# Tata Photon + queries



## gurujee (Oct 5, 2011)

Hi all,

after feeling like cheated by bsnl 3g speed and performance, i want to buy a photon+ having heard about its good speed, service etc.

However, Want to know one more thing. Does it assign dedicated IP to every user ? How is rapidshare etc & Torrent downloads ? What technology it uses - 3g(gsm) or rev(cdma) ?

since it has no unlimited schemes, and bsnl evdo has, should i also consider BSNL EVDO ?


----------



## Vedanta (Oct 5, 2011)

I normally get 60 kbps average downloading. speed on my photon+, and rarely it crosses 100 kbps.. plus it doesn't disconnect frequently like other wireless dongles. 

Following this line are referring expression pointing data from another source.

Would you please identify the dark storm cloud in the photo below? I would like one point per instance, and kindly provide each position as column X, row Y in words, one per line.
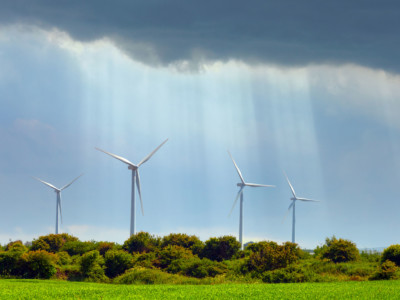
column 285, row 32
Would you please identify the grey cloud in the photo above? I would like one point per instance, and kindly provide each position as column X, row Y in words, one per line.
column 284, row 32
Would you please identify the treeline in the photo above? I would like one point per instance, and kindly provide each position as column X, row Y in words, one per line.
column 185, row 259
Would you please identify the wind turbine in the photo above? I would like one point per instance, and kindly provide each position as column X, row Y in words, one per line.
column 293, row 204
column 58, row 192
column 242, row 185
column 135, row 180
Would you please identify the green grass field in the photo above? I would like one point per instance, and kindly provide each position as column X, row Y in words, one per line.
column 51, row 289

Are you not getting speeds on BSNL 3G? I was thinking of shifting to MTNL 3G here, in delhi. Don't know what the speeds are, and the services, too.


----------



## vidhubhushan (Oct 6, 2011)

Photon+ uses cdma. there are dynamic ips given and as far as speed is concerned, it depends upon your area and also time. better ask for a demo.
speed varies a lot and as far as support is concerned, it is not very good. i have talked to cs people for 7-8 times and i have found MORONS only.
they even blocked some 35 sites including rapidshare (but no torrent block) for 7-8 days last month just like that without any prior info and any proper explanation.


----------



## gurujee (Oct 8, 2011)

Oh..Dynamic IPs that means the same message "you are currently downloading a file, please wait"... !!! 

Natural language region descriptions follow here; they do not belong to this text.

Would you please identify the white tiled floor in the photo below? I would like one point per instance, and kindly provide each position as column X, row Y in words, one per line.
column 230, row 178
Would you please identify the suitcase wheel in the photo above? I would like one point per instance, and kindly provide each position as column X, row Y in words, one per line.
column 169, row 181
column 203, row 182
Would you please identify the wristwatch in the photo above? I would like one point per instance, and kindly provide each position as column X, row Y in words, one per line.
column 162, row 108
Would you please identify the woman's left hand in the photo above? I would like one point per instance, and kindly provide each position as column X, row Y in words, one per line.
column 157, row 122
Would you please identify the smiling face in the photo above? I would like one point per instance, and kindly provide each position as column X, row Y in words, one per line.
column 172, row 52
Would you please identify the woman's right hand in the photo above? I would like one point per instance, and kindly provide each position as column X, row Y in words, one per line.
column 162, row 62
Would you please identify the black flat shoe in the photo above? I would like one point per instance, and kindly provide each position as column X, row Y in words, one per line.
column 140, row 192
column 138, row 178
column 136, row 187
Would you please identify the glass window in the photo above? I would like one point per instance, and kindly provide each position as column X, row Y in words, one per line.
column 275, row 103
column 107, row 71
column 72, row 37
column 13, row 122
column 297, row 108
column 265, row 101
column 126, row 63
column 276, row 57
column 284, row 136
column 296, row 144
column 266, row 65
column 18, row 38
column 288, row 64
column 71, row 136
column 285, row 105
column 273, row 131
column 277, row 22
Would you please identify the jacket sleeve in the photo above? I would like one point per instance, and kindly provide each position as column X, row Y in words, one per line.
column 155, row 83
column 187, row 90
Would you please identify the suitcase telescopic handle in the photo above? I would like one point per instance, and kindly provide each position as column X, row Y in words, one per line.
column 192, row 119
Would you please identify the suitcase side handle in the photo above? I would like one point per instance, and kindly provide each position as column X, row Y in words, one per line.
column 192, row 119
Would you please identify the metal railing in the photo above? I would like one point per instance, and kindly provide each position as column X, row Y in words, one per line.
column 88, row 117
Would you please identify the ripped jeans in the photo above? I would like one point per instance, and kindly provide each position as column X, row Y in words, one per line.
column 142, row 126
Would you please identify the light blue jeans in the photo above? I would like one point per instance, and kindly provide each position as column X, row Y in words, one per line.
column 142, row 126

Seems doubtful...ANyway thanks very much for your reply.


----------



## gameranand (Oct 8, 2011)

go for MTNL 3G much better than any ISP out there.


----------



## Vedanta (Oct 8, 2011)

gameranand said:


> go for MTNL 3G much better than any ISP out there.

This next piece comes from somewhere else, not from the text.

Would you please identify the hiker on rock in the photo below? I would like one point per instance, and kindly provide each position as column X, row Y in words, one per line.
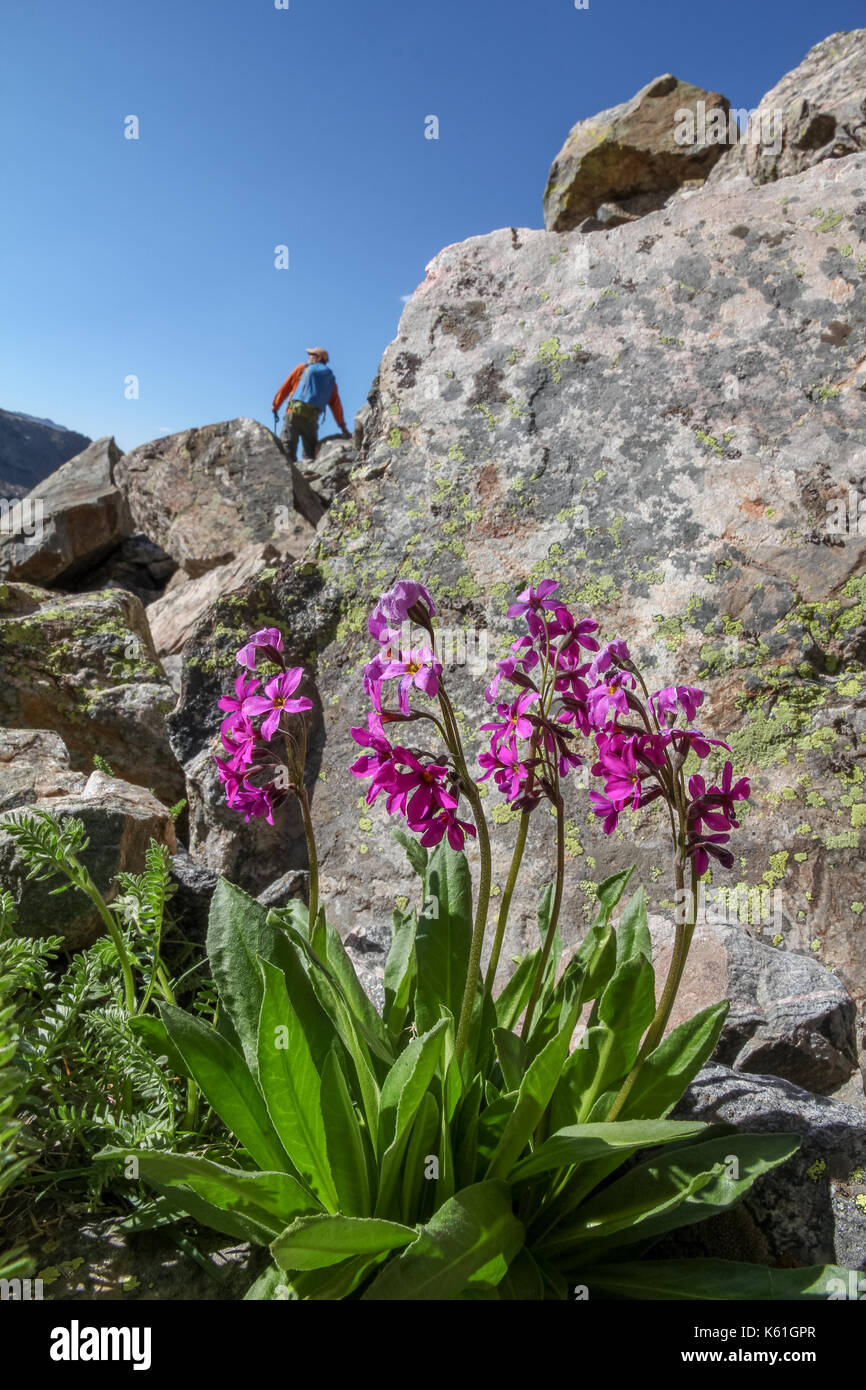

Thanks .. and I am going for Micromax MMX 310G 3G USB Modem, seems the best option.. can u please suggest?


----------



## gameranand (Oct 8, 2011)

Well its your call but MTNL have best plans. Rs 4500 for 6 months unlimited.


----------



## Vedanta (Oct 11, 2011)

Yes I will use MTNL with the Micromax modem. Currently I have considered MMX 310G which is max 3.6 mbps and can be used with any sim.. do u think speeds will be more than this limit? I think 7.2 mbps will currently be a waste of money, isn't it?


----------



## gameranand (Oct 13, 2011)

Yes opt for 3.6 for now but if you want to be future prood then you can go for 7.2


----------



## gurujee (Oct 13, 2011)

got photon+. seems satisfied with the speed. 
orissa has bsnl. and its slow. photon is  expensive but its worth if u are not dl hungry.

Rs.1200 for 10gb unlimited


----------



## thetechfreak (Oct 13, 2011)

Congrats!
But how is 10 gigs unlimited 

I guess you are lucky as you are getting good speeds!


----------



## JojoTheDragon (Oct 13, 2011)

^ Beware, that 10gb is Upload + Download.


----------



## gameranand (Oct 13, 2011)

thetechfreak said:


> Congrats!
> But how is 10 gigs unlimited
> 
> I guess you are lucky as you are getting good speeds!



He must be talking about FUP.


----------



## gurujee (Oct 15, 2011)

10 gb in 3.1mbps, afterwards speed will be 155kbps


----------



## gameranand (Oct 16, 2011)

thats terrible.


----------



## asingh (Oct 16, 2011)

gameranand said:


> He must be talking about FUP.




I doubt they FUP. I have the 15GB plan, once I cross it they start to charge me extra but the speeds remain the same.


----------



## gurujee (Oct 18, 2011)

JojoTheDragon said:


> ^ Beware, that 10gb is Upload + Download.



yes, its shocking...i wasnt aware of this. Just sent a 700mb file to my bro. and checked the upload is calculated as cumulative usage...


----------



## gameranand (Oct 18, 2011)

asingh said:


> I doubt they FUP. I have the 15GB plan, once I cross it they start to charge me extra but the speeds remain the same.



Acually he said about UL so I thought its FUP. Thanks for clarification.


----------



## vidhubhushan (Oct 24, 2011)

this 10GB comes under FUP (10GB Unlimited plan). this 10GB is upload + download and after this the speed goes down to 150 something


----------